Il centro di Stoccolma ripiomba nel terrore, come nel 2010. Un camion ha falciato decine di persone che affollavano l’area, per poi schiantarsi contro Ahlens City, il centro commerciale più famoso della città.

Ci sarebbero almeno quattro morti e numerosi feriti ma il numero sembra destinato a salire, come ha confermato anche la radio svedese, anche perché Drottningatan è sede di numerosi centri commerciali.

L’autista killer del camion, si sarebbe impossessato del mezzo appartenente al birrificio Spendrups, mentre il suo conducente era impegnato a scaricare dei pacchi.

Le dinamiche ricordano molto quelle di Nizza e Berlino. Diversi testimoni hanno parlato anche di una sparatoria. L’attentatore è scappato armi in pugno, dopo essere sceso dal mezzo.

La strage è avvenuta intorno alle 15 ora locale. La zona è stata evacuata e recintata dalla polizia. Le immagini diffuse dai media svedesi mostrano una città in preda al panico, con persone in fuga, un massiccio dispiegamento di polizia e di ambulanze e diversi corpi a terra, coperti dai teli.

Il presidente del Consiglio svedese Stefan Löfven ha pochi dubbi sulla matrice dell’impatto assassino: “La Svezia è stata attaccata, tutto fa supporre che si tratti di un attentato terroristico”.

Una sparatoria sarebbe avvenuta in un’altra zona del centro, a Hotorget, ma non è ancora chiaro se si tratti di colpi esplosi dalla polizia o da altre persone non ancora identificate.

Vicinanza al popolo svedese è stata espressa dal Presidente russo Vladimir Putin che ha inviato un messaggio a Carlo XVI Gustavo, re di Svezia.

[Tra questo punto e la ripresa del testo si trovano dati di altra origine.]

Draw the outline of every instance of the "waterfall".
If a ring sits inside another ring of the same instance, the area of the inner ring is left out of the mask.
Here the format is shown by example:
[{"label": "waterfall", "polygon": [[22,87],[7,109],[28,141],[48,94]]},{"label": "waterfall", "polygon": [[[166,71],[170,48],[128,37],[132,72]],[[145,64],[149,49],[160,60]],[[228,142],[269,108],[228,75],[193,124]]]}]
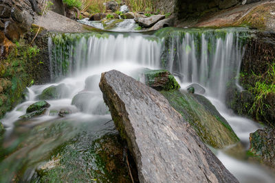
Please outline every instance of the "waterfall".
[{"label": "waterfall", "polygon": [[126,62],[163,68],[182,83],[196,83],[208,95],[223,99],[226,85],[235,82],[248,32],[165,28],[154,34],[64,34],[50,39],[53,79],[87,69]]}]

“Accetti le nostre sincere condoglianze per le tragiche conseguenze dell’atto terroristico a Stoccolma. Il nostro paese conosce bene le atrocità del terrorismo internazionale. In questo momento difficile, i russi piangono insieme al popolo di Svezia”, ​​si legge nella nota.

Putin ha anche espresso parole di sostegno alle famiglie delle vittime e rivolto gli auguri di una pronta guarigione ai feriti.